I didn’t stop at Spiderman. As a child, Spiderman was my favorite superhero. But Voltron was my favorite cartoon.

If you go to Google News right now (as of the time of this article’s publishing) and do a search for any of the following terms, you’ll find a significant portion of the results returned by the algorithm were written by me.

  • Artificial intelligence Voltron
  • Quantum Voltron
  • STEM Voltron
  • Physics Voltron

Keep in mind, I’ve never actually written about Voltron. That’s why the algorithm won’t return any results for my work if you just search for “Voltron” on its own.

Google’s News algorithms work like recommendation models despite the fact they’re actually deterministic.

The actual text in my profile appears on each article I write. If I change my author profile, the algorithm changes the Google News search results.

Beyond Voltron, aka the scary part

It’s a safe bet my ability to make one of the world’s most popular news aggregators surface my work at will is a bug and not a feature.

But, technically speaking, I’m not doing anything wrong. I didn’t sign a contract with Google stating I wouldn’t change my TNW author profile. This is a Google problem. And it’s way bigger than me or TNW.

If I can accidentally stumble onto a way to turn Google News into a sandbox for my journalistic shenanigans, what could someone with genuinely nefarious intentions accomplish?

It’s likely Google will fix this issue at some point. Perhaps some developer will change a single line of code somewhere in the giant Google haystack, and the algorithm will stop crawling author pages. It’ll be like none of this ever happened.

But what about the next AI model? Can doctors or insurance companies exploit Google’s medical AI? Can governments or corporations exploit the algorithms running Google Search? Can extremists exploit YouTube’s recommendation engine?

These problems are not unique to Google. Nearly every big tech company from Meta to Amazon uses RL agents that train on public data to make recommendations and determinations.

Just ask Microsoft about Tay, the RL-powered chatbot it stupidly allowed to train on interactions with the general public.

RL models give big tech companies the ability to service clients, customers, and users at scales that would otherwise be unfathomable.

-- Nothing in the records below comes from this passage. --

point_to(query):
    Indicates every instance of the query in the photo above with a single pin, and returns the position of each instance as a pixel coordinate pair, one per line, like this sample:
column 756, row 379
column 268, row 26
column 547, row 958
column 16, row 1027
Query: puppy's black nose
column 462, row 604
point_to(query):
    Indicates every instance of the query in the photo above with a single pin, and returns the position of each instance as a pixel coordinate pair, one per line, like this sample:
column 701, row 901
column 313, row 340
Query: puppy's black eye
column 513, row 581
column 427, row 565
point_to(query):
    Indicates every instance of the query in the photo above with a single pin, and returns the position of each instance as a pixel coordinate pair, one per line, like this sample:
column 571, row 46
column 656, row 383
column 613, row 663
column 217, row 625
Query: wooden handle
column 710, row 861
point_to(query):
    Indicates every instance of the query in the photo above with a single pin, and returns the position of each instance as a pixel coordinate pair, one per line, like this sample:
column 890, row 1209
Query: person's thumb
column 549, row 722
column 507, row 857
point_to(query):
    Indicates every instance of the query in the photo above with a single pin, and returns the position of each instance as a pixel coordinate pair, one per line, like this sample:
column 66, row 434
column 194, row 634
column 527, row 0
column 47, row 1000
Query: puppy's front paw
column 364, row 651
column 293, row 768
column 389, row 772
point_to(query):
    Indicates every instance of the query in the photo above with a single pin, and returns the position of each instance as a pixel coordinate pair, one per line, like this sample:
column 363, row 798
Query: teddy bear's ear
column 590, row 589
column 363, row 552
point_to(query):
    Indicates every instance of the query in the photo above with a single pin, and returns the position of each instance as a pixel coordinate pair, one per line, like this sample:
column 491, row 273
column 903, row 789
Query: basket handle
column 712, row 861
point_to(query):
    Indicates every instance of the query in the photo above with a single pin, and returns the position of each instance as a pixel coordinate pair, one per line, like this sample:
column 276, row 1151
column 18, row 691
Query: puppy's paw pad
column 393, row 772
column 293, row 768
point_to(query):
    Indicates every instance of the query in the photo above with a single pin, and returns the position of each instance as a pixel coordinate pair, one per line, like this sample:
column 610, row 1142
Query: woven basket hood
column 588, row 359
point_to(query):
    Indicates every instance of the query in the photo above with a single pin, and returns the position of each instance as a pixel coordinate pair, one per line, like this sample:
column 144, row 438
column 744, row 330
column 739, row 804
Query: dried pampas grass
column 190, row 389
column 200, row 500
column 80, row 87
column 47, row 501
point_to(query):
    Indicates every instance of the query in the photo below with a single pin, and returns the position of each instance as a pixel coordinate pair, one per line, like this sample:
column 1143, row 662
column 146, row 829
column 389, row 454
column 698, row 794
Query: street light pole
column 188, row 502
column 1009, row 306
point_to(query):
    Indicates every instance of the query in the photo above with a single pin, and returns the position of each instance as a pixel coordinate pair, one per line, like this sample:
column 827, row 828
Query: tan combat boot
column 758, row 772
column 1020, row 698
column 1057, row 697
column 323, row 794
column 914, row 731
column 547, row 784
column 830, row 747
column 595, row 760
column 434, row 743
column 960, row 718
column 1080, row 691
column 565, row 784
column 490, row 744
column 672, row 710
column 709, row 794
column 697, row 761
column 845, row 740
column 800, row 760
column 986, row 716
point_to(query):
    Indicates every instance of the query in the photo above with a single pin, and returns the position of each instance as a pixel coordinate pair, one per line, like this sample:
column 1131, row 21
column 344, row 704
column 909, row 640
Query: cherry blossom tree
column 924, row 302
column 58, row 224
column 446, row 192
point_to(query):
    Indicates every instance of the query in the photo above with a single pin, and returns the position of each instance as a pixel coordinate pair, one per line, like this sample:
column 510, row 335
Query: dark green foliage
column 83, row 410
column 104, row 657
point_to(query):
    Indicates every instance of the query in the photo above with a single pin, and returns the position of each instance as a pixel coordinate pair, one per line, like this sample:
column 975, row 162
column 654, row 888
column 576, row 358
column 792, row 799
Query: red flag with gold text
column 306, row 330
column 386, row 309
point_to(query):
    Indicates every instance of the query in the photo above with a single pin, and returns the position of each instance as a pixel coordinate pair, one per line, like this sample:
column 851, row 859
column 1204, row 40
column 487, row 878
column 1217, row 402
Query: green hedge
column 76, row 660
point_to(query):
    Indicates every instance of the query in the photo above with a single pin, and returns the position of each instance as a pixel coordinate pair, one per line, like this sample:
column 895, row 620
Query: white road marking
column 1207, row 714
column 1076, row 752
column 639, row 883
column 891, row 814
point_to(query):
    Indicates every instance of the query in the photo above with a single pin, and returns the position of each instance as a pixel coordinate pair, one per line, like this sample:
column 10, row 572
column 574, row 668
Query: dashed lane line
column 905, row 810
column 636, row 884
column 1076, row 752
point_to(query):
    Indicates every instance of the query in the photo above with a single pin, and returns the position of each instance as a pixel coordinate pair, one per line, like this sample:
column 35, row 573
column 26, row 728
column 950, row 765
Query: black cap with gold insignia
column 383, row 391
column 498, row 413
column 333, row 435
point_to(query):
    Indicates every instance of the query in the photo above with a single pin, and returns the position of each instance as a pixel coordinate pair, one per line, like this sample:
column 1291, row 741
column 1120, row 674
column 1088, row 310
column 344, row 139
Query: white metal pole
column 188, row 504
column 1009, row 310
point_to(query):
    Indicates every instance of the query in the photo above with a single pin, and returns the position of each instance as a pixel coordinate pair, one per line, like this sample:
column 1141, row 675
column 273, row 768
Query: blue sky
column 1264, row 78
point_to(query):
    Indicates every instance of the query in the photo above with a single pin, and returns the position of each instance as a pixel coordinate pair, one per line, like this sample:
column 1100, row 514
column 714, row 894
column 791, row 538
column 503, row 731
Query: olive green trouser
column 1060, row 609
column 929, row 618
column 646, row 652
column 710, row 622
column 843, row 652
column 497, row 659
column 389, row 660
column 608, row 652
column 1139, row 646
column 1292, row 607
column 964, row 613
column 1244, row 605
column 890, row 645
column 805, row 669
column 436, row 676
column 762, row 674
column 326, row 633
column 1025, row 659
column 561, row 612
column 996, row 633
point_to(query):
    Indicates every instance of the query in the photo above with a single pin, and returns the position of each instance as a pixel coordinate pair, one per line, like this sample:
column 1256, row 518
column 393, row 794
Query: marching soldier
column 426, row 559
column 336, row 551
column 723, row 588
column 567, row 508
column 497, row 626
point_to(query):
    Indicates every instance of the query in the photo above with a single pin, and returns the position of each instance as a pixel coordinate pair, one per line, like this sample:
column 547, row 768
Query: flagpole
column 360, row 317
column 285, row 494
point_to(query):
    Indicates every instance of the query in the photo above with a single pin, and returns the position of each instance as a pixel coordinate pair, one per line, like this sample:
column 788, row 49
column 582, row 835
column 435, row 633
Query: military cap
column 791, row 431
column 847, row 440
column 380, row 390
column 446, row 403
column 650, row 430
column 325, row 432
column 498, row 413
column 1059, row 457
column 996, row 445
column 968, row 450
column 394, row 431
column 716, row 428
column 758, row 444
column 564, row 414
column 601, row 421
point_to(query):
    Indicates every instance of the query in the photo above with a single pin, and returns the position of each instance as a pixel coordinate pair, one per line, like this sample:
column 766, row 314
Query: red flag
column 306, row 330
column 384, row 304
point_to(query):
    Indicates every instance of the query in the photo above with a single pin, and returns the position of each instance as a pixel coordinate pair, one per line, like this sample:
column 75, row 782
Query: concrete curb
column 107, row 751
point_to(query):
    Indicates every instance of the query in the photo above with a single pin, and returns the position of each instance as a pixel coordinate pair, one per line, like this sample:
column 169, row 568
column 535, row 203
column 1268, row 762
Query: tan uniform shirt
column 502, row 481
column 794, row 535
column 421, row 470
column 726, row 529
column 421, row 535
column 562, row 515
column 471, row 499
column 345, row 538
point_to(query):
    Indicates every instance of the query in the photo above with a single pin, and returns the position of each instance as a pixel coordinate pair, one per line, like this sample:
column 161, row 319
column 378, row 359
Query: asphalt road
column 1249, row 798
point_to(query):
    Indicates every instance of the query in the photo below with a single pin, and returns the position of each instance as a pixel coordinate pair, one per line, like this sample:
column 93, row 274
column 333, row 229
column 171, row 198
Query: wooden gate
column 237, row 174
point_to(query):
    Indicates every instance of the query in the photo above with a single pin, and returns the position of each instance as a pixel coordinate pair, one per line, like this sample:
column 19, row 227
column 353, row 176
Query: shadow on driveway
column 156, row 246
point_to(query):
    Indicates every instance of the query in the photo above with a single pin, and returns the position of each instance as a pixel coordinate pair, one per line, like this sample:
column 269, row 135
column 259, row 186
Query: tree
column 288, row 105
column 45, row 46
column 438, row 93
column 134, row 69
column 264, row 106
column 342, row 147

Without them, none of the big tech companies would have the reach (and worth) they currently do.

But they don’t necessarily make things better. It should scare everyone to know that streaming entertainment, social media, and news aggregator surfacing algorithms all operate on the same general principles.

If it’s easier for a journalist to decide which articles you read by gaming the algorithm than producing quality work, it’s going to be exponentially harder for people who write quality work to reach human audiences.

The bottom line is: no matter how you feel about the current state of journalism, it can definitely get worse. And, with algorithms like Google’s in charge, it almost certainly will.

I’m probably not the first reporter, SEO engineer, or influencer to stumble onto a simple-yet-effective exploit like this. I definitely won’t be the last.

Fix your shit Google.

Update 2/24, 0639: An earlier version of this article incorrectly asserted that TNW author profile text does not show up on article pages. This has been changed to reflect that the text does show up on each article.